Now, this commitment is already problematic enough. It’s as though we are able to judge the truth of the content “It’s raining,” but without knowing which place was being referred to, not even under the description “here.”

But on Richard’s view of taste judgments, things get even weirder. For now we can no longer stably regard a content about a matter of taste as a function from a context to a truth-condition. Rather, sometimes when I judge such a content, it is such a function, and at other times, if it is involved in a disagreement that the interlocutors regard as flawless, it is not such a function. Yet it is one and the same content.

Indeed, it seems as though we can get the following situation: I judge that p, you judge that not-p. I regard the disagreement as flawless, so my p is not truth-apt, but you regard it as flawful and so your p is truth-apt.

How can this disagreement turn out to involve one and the same p? That, however, would appear to be the minimum that’s required for this to count as a real disagreement.

Conclusion

As can be seen from the length of this review, I found Richard’s book hugely stimulating.
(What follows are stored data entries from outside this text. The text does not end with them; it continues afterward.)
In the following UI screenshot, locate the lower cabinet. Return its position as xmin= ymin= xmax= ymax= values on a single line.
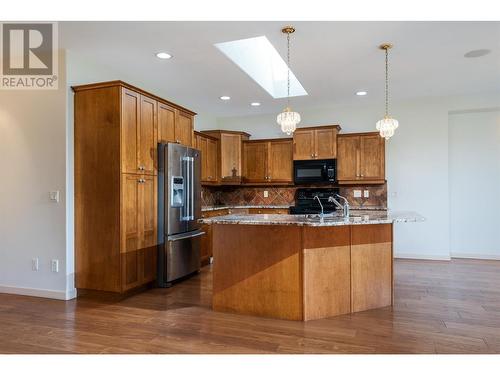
xmin=120 ymin=173 xmax=158 ymax=292
xmin=200 ymin=208 xmax=230 ymax=265
xmin=247 ymin=208 xmax=289 ymax=214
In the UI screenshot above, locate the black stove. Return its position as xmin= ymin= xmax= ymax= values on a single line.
xmin=289 ymin=188 xmax=340 ymax=215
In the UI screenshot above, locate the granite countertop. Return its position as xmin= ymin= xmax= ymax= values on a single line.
xmin=199 ymin=210 xmax=425 ymax=227
xmin=201 ymin=205 xmax=291 ymax=211
xmin=201 ymin=205 xmax=388 ymax=212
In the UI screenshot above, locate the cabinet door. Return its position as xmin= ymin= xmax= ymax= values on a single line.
xmin=220 ymin=133 xmax=242 ymax=180
xmin=158 ymin=102 xmax=176 ymax=143
xmin=293 ymin=129 xmax=315 ymax=160
xmin=140 ymin=175 xmax=157 ymax=249
xmin=206 ymin=138 xmax=218 ymax=182
xmin=268 ymin=140 xmax=293 ymax=183
xmin=138 ymin=96 xmax=157 ymax=175
xmin=121 ymin=174 xmax=141 ymax=253
xmin=337 ymin=136 xmax=360 ymax=181
xmin=175 ymin=111 xmax=193 ymax=146
xmin=315 ymin=128 xmax=337 ymax=159
xmin=121 ymin=88 xmax=140 ymax=174
xmin=197 ymin=136 xmax=208 ymax=182
xmin=242 ymin=141 xmax=268 ymax=183
xmin=359 ymin=134 xmax=385 ymax=181
xmin=200 ymin=223 xmax=211 ymax=265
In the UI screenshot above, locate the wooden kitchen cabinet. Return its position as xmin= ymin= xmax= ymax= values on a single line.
xmin=242 ymin=138 xmax=293 ymax=184
xmin=195 ymin=131 xmax=218 ymax=184
xmin=121 ymin=88 xmax=158 ymax=175
xmin=73 ymin=80 xmax=195 ymax=294
xmin=175 ymin=110 xmax=194 ymax=147
xmin=201 ymin=130 xmax=250 ymax=185
xmin=247 ymin=208 xmax=290 ymax=214
xmin=293 ymin=125 xmax=341 ymax=160
xmin=337 ymin=132 xmax=385 ymax=184
xmin=158 ymin=103 xmax=194 ymax=147
xmin=200 ymin=208 xmax=230 ymax=265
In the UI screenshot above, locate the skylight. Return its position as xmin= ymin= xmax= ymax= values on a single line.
xmin=215 ymin=36 xmax=308 ymax=99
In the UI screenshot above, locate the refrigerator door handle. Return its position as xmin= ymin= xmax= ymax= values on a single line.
xmin=181 ymin=156 xmax=194 ymax=221
xmin=167 ymin=229 xmax=205 ymax=242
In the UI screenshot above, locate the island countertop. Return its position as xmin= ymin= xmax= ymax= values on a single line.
xmin=199 ymin=210 xmax=424 ymax=226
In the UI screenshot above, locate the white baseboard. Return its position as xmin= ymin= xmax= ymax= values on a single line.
xmin=395 ymin=253 xmax=451 ymax=261
xmin=0 ymin=285 xmax=77 ymax=300
xmin=451 ymin=253 xmax=500 ymax=260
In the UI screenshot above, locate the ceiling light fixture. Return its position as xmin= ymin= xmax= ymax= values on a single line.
xmin=356 ymin=91 xmax=368 ymax=96
xmin=277 ymin=26 xmax=301 ymax=136
xmin=250 ymin=102 xmax=261 ymax=106
xmin=376 ymin=43 xmax=399 ymax=140
xmin=156 ymin=52 xmax=172 ymax=59
xmin=464 ymin=49 xmax=491 ymax=58
xmin=220 ymin=96 xmax=231 ymax=101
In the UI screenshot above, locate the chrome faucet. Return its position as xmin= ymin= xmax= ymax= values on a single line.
xmin=328 ymin=194 xmax=350 ymax=219
xmin=313 ymin=195 xmax=324 ymax=220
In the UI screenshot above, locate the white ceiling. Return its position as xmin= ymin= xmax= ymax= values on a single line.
xmin=60 ymin=21 xmax=500 ymax=117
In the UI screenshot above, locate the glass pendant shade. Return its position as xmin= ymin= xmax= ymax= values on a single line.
xmin=277 ymin=107 xmax=301 ymax=135
xmin=376 ymin=116 xmax=399 ymax=140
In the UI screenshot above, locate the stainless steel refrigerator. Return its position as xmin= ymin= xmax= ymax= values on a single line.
xmin=157 ymin=142 xmax=203 ymax=287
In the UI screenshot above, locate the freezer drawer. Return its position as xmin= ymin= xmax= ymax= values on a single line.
xmin=158 ymin=229 xmax=204 ymax=286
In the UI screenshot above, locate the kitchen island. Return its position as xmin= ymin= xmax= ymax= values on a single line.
xmin=201 ymin=211 xmax=423 ymax=321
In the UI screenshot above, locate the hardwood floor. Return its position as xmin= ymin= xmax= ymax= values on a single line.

Readers will benefit from thinking hard about his various ideas, even if they end up not agreeing with many of them.7


1 See Richard’s review of Mark Schroeder’s Being For, forthcoming in Philosophical Review.

2 Max Kölbel, Truth Without Objectivity, (London: Routledge, 2001); John MacFarlane, “Making Sense of Relative Truth,” Proceedings of the Aristotelian Society 105 (2005), 321-39.

3 Kölbel, “Faultless Disagreement,” Proceedings of the Aristotelian Society, 2003, 104 (1): 53-73.

4 Kölbel, ibid.

5 Lewis, “Scorekeeping in a Language Game,” reprinted in his Philosophical Papers I, (Cambridge: Cambridge UP, 1983), 245-6.

6 For discussion, see my “Three Kinds of Relativism,” forthcoming in S. Hales (ed.) The Blackwell Companion to Relativism.

7 I am grateful to Mark Richard, Seth Yalcin, Crispin Wright, Paul Horwich, John MacFarlane and Stephen Schiffer, as well as the participants in a meeting of the Project on Disagreement at the New York Institute of Philosophy, for comments on some of the material that went into this review.